Sin embargo, cuando se dirige a su sala, Lucio se detiene en la puerta vecina. No sabe por qué, algo intuye y por eso le arrebata al cácaro por sorpresa la llave maestra que este tiene agarrada en su flácida mano izquierda, entrando veloz en el habitáculo. En la pantalla dos pinches discuten, forcejean por una cartera. Lucio primero reconoce a uno de los tipos, es el que le pedía lumbre. Luego se reconoce a sí mismo, tirado en el suelo junto a ellos, muerto, con la cabeza reventada de una pedrada. La rabia le quema por dentro.
– ¡Hijos de la gran chingada!
A su lado, sentado en una butaca, tiene al otro tipo, el que lo ha asesinado por la espalda. Está mirando la pantalla fijamente sin hacer caso de la presencia de Lucio. Este comienza a emprenderla a puñetazos con él. Le golpea con ambos puños, una y otra vez, con toda su fuerza, hasta que ya no puede más. Ni se ha inmutado, el de la sala sigue mirando la pantalla, y el de la pantalla sigue discutiendo con su compadre por la cartera.

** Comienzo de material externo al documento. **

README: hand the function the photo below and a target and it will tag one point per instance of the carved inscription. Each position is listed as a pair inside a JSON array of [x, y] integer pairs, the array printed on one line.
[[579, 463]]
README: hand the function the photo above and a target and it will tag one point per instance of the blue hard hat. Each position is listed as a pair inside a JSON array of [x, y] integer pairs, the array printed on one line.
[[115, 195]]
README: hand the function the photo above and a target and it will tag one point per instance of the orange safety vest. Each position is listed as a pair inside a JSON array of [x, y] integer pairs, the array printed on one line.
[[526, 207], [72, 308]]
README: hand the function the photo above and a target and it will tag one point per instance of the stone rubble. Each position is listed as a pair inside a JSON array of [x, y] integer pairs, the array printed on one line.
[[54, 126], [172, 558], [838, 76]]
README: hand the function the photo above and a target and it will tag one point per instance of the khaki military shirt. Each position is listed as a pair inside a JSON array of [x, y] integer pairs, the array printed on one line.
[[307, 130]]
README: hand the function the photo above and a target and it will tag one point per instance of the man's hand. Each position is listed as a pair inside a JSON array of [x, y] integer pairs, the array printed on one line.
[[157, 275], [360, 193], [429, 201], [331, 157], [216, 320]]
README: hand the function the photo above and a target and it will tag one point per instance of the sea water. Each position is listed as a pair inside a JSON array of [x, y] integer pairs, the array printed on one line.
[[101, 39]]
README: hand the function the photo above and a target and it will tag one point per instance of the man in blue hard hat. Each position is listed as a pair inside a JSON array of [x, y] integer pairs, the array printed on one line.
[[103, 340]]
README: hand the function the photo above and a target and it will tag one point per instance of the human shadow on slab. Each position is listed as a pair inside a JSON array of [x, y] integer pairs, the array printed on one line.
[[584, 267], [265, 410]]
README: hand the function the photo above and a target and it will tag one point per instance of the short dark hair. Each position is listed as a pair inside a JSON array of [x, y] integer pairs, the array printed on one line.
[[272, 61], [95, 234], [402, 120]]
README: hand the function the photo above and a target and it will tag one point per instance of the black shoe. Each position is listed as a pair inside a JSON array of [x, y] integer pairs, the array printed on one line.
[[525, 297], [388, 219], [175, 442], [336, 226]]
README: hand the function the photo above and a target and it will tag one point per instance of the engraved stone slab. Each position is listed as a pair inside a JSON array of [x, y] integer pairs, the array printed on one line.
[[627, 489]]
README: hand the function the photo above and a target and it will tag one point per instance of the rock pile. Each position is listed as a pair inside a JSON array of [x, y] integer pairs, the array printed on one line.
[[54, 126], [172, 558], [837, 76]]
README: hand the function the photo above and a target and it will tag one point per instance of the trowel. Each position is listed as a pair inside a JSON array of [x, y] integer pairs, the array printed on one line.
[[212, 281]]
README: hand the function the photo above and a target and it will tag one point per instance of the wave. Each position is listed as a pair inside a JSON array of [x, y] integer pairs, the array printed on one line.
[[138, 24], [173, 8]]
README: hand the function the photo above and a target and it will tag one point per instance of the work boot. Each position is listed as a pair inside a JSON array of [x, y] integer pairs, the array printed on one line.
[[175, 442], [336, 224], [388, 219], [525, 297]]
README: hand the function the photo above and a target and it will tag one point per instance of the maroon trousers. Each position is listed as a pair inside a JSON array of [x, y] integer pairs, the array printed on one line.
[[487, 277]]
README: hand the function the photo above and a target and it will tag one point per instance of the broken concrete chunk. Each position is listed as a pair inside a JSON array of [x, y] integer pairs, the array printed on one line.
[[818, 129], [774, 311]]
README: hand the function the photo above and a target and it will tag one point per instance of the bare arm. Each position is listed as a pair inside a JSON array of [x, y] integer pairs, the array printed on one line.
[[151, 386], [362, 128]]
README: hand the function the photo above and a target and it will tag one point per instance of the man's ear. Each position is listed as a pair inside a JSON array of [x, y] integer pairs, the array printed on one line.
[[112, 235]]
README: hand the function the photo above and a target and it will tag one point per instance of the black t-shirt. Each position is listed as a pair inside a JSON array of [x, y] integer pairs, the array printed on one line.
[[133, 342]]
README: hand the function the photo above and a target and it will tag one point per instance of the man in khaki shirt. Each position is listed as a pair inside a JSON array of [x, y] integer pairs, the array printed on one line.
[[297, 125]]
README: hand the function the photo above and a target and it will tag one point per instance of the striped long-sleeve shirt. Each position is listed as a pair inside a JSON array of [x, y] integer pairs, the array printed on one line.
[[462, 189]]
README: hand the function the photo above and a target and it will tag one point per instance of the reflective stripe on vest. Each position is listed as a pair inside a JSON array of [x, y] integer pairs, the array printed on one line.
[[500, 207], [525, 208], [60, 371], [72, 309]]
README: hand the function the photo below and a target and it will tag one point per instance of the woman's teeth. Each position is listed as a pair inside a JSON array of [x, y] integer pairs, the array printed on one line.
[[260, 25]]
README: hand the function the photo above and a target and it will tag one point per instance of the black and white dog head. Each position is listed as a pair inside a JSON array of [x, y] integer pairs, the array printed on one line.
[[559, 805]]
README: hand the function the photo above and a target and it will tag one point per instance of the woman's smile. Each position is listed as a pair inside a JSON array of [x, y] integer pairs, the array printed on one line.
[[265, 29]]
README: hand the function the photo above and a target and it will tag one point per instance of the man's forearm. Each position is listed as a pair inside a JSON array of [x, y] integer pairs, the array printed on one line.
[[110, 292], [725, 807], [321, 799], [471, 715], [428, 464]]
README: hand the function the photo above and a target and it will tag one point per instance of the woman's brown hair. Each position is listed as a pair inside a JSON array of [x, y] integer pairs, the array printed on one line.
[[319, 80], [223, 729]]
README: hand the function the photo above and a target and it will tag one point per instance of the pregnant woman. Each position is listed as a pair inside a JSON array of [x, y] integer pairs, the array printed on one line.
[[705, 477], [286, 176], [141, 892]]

– Eee..no puedes hacerles daño.
– Algún día tendrá que despertar. Ojalá yo pudiera estar en tu lugar y esperarle aquí hasta ese día.

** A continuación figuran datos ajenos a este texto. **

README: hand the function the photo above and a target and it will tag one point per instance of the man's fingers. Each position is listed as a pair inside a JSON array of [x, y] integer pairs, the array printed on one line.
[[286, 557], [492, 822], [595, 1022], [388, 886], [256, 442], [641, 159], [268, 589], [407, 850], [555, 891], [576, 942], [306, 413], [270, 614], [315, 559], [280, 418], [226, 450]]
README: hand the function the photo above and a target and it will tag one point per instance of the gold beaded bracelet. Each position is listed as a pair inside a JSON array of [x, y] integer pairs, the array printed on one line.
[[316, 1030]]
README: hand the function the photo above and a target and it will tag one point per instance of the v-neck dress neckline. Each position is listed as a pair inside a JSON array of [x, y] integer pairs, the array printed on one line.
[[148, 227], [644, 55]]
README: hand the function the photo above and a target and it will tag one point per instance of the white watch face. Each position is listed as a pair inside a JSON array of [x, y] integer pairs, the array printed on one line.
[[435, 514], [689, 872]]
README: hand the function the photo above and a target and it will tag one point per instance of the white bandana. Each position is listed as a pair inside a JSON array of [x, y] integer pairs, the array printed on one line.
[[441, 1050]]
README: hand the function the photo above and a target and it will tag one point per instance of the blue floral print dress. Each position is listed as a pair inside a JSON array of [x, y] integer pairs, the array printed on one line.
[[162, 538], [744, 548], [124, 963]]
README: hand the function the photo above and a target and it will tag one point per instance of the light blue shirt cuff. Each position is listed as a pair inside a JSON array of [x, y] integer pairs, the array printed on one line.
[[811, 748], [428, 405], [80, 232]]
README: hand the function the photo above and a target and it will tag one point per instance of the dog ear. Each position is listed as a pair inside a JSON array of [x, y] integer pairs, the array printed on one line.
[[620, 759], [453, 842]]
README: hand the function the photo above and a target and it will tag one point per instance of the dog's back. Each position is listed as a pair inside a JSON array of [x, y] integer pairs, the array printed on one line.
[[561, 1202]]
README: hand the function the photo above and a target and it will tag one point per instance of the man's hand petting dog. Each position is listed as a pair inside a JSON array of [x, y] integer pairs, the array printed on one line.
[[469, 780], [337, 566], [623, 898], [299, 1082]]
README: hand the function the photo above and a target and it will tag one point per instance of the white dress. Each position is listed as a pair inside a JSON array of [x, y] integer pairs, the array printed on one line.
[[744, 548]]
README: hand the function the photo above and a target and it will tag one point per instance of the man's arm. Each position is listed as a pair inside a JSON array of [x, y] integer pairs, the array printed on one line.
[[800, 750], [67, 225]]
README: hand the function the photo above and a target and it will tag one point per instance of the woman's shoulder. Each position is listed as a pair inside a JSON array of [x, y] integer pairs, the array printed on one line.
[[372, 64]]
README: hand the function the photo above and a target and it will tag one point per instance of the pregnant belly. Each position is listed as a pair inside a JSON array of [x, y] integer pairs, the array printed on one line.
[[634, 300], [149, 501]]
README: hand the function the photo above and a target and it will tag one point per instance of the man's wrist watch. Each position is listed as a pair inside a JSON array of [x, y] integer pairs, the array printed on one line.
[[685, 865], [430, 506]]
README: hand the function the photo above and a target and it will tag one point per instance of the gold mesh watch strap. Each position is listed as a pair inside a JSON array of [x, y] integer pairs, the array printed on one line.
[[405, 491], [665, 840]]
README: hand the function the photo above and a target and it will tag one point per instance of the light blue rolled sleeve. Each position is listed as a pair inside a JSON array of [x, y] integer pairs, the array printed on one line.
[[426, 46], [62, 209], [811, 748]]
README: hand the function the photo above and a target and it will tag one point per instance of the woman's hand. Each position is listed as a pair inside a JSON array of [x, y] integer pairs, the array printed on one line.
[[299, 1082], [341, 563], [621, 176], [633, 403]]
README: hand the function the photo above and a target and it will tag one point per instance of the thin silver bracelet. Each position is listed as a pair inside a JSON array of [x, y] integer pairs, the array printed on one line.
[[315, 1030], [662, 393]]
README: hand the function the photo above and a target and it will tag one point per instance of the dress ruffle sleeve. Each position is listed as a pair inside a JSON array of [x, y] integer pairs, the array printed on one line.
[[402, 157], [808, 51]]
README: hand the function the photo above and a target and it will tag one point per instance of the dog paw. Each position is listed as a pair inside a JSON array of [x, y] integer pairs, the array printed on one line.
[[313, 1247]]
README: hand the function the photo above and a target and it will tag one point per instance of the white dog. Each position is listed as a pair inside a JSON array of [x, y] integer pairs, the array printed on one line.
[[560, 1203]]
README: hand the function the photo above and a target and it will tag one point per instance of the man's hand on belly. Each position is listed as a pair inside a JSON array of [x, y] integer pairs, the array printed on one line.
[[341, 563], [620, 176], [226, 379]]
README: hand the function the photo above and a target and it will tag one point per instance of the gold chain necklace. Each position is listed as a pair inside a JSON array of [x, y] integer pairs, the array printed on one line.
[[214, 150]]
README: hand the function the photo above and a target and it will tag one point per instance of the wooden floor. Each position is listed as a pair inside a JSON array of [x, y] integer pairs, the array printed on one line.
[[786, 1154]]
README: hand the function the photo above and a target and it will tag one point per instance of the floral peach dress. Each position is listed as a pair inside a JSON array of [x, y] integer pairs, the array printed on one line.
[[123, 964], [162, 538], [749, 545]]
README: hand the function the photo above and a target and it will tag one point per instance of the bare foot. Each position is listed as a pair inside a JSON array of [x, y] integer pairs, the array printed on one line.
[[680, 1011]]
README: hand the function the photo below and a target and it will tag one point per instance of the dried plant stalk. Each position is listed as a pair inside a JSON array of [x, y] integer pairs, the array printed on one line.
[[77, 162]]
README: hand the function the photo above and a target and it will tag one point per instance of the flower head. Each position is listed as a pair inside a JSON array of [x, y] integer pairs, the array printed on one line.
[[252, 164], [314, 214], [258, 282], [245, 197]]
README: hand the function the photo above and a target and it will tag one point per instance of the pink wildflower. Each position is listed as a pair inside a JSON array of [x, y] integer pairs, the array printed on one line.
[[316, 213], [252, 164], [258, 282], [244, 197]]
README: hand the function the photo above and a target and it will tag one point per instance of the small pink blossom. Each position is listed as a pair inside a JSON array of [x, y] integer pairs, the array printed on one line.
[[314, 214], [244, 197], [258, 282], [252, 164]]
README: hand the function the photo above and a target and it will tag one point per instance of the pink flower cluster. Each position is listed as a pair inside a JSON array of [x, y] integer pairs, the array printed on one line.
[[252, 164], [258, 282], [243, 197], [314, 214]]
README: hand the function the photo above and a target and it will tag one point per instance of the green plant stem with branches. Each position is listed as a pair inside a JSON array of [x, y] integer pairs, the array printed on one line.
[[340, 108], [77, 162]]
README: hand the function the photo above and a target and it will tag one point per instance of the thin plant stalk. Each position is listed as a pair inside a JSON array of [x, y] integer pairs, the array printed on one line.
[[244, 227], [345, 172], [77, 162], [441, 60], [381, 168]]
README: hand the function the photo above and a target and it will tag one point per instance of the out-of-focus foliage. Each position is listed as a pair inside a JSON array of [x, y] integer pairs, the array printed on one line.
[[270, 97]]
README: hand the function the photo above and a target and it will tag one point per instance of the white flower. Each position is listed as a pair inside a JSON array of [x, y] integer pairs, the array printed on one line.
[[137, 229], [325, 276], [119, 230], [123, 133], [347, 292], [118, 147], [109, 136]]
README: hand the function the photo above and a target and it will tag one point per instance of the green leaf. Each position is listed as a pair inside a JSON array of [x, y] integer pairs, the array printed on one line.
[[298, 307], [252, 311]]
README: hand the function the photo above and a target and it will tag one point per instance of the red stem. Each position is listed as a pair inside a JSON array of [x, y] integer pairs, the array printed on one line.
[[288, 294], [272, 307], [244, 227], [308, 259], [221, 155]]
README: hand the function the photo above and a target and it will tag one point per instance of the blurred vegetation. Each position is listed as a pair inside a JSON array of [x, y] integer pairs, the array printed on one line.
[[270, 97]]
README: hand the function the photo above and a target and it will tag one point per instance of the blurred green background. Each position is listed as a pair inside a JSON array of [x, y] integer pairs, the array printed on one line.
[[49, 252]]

Abandonan la sala y entran en la estancia de Lucio, en la pequeña sala de máquinas del cácaro. En el proyector no hay nada.

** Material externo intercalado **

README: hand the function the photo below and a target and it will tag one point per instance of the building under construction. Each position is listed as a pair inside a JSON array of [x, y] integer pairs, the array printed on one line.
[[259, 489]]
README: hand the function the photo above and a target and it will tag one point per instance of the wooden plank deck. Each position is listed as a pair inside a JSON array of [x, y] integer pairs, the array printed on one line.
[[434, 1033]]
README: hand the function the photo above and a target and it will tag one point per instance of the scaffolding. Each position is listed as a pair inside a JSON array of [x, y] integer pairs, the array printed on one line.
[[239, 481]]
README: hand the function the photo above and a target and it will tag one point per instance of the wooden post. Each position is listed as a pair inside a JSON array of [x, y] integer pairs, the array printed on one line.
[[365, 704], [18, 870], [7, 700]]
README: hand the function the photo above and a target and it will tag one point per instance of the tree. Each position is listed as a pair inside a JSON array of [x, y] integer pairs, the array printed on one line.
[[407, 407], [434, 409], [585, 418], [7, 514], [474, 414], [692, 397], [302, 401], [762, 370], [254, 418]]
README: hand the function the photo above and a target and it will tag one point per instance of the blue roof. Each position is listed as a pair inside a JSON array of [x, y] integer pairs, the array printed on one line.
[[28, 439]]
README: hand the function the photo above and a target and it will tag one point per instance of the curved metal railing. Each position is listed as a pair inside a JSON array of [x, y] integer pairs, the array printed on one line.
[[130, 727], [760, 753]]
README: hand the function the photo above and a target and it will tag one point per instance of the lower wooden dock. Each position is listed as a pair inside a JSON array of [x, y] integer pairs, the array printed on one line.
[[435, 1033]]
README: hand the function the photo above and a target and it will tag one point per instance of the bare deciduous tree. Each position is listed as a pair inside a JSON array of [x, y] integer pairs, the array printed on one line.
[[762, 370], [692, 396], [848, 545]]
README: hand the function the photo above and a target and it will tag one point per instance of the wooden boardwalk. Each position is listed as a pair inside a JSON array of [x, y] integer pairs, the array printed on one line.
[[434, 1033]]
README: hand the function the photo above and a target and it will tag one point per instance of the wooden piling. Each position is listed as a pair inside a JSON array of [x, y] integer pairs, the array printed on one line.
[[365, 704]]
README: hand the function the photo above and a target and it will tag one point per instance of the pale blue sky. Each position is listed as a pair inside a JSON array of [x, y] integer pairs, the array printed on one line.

– ¡Joder! ¿Por qué estoy aquí? ¿No puedo hablar con tu jefe?
– No tengo mero mero.
– Pero alguien tendrá que decirte como manejar esto.
– Nadie me ha dicho nunca cómo hacerlo.
– ¿Nunca?
– Eee…desde que tengo memoria.
– ¿Y no has tenido tu propia vida?
– No lo sé, no lo recuerdo. Solo recuerdo ser cácaro.
– ¿No serás Dios?
– No sé, quizás.
– Si fueses Dios serías inmortal. Eso explicaría por qué no te acuerdas de toda tu vida, debe ser muy larga.
– Po..po.. quizás si que sea eeee…eee….eee….
– ¿Qué sucede?
– Arggggg
– ¿Te ahogas?
– Argggg
– ¿Qué te pasa?
El cácaro cae K.O. al suelo, dando un golpe tremendo que hace temblar todo el estudio. Está muerto. Al lado de su mano está la llave maestra. Lucio la mira unos segundos, o unos minutos, quizás horas. Luego la coge y se dirige a la siguiente sala. Está vacía pero encima de la mesa del cácaro hay una película que Lucio introduce en el proyector. Al comenzar la proyección aparece de repente un bebé en la butaca de la sala. Lucio entonces sale y se dirige a la siguiente puerta, y así seguirá toda una eternidad hasta que llegue su relevo.